Paying for college is one of the biggest expenses of many parents’ financial lives. Aside from buying a home, few things will cost a family as much as college tuition and expenses, especially if they have multiple children.
For parents wanting to save in advance for this significant expense, 529 plans are an excellent tool for maximizing savings by minimizing taxes, keeping as much as possible to cover education costs.
The way 529 plans work is that they allow all contributions to be invested and to grow federally tax-free, and also for withdrawals to occur tax-free, assuming the funds go to qualified education expenses.
Compare that to a savings account or a taxable brokerage account, where you’ll pay income tax every year on any earned interest and dividends, as well as capital gains taxes when you sell investments for a gain.

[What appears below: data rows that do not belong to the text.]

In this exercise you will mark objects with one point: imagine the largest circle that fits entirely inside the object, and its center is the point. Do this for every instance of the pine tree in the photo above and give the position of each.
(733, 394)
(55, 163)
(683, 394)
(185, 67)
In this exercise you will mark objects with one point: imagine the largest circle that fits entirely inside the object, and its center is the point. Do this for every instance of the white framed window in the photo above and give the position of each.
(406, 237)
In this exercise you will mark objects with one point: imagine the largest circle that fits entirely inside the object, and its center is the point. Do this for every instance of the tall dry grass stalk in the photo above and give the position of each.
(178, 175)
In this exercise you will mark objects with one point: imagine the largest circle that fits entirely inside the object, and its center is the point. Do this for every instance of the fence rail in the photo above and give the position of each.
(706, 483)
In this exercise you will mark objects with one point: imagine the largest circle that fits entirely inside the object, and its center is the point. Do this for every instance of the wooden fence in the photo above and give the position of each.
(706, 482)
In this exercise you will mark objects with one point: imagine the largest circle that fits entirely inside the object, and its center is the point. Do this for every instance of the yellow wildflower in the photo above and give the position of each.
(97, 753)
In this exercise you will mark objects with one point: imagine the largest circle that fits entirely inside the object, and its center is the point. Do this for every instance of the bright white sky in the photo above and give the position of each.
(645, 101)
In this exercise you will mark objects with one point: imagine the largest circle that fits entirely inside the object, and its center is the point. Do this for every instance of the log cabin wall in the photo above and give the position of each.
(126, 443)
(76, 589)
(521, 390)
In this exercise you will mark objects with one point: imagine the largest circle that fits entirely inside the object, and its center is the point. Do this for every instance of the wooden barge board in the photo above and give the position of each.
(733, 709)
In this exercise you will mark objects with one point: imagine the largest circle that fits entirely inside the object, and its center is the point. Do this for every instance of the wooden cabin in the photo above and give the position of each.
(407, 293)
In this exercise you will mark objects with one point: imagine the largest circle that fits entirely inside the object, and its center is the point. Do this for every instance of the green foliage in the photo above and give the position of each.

The trade-off is that 529 plans must be used for qualified education expenses. However, the realm of what qualifies is broader than many think, and the flexibility on what you can do with unused funds is generous.
For instance, much more than tuition qualifies. Student fees, books, and some room and board costs are also eligible. In addition, up to $10,000 per year can be used for K-12 tuition, and up to $10,000 in student loan debt can be repaid with 529 funds.
Additionally, if the beneficiary doesn’t exhaust the funds, they can be applied later to graduate, professional or vocational education. Or, they can be transferred to a sibling or any direct relative, including cousins, nephews, nieces, aunts, uncles -- even the parent, as there is no age limit on beneficiaries.
Given the tax benefits and flexibility of using the funds for wide-ranging educational expenses and recipients, 529s offer a solid college savings vehicle for American families.